Mrs Clinton would, in my view, make a decent president. Her foreign policy instincts are probably somewhere between Bush jnr. and Obama – no reckless invasions, but more activist than the occasionally dithering Mr Obama. Her domestic and economic policies are sound, too. Her leftward movements in the face of Bernie Sanders’ persistent primary challenge are regrettable – scuttling free trade deals, soaking business with tax and imposing sky-high minimum wages are no way to grow an economy – but are unlikely to be at the forefront of her priorities if she wins. Her – and the Democrats’ – problem, then, comes not from a paucity of policy, but from a personality that is so viscerally disliked by so many Americans as to push them into the arms of a bile-spewing populist. In an era of hyper-partisanship, wherein opposing the opposition simply for their being the opposition is the order of the day, having a candidate as partisan as Mrs Clinton is foolish. One must wonder: can the Democratic Party find no one better?

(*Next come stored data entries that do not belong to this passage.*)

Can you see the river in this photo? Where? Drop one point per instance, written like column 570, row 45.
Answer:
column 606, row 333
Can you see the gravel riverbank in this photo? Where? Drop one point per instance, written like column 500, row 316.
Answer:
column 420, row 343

Some argue that Mr Trump is simply the manifestation of an era of low rich-world growth, mass migration, Islamic terrorism and national identity crisis. That would be to absolve the above of the part they played in begetting The Donald. The hope must be that Mrs Clinton wins in November, but that the ‘establishment’ – of both parties, and others elsewhere in the world – learns its lesson. It only takes one rich loudmouth to animate the masses into putting into high office a person so unqualified to be president as Mr Trump is.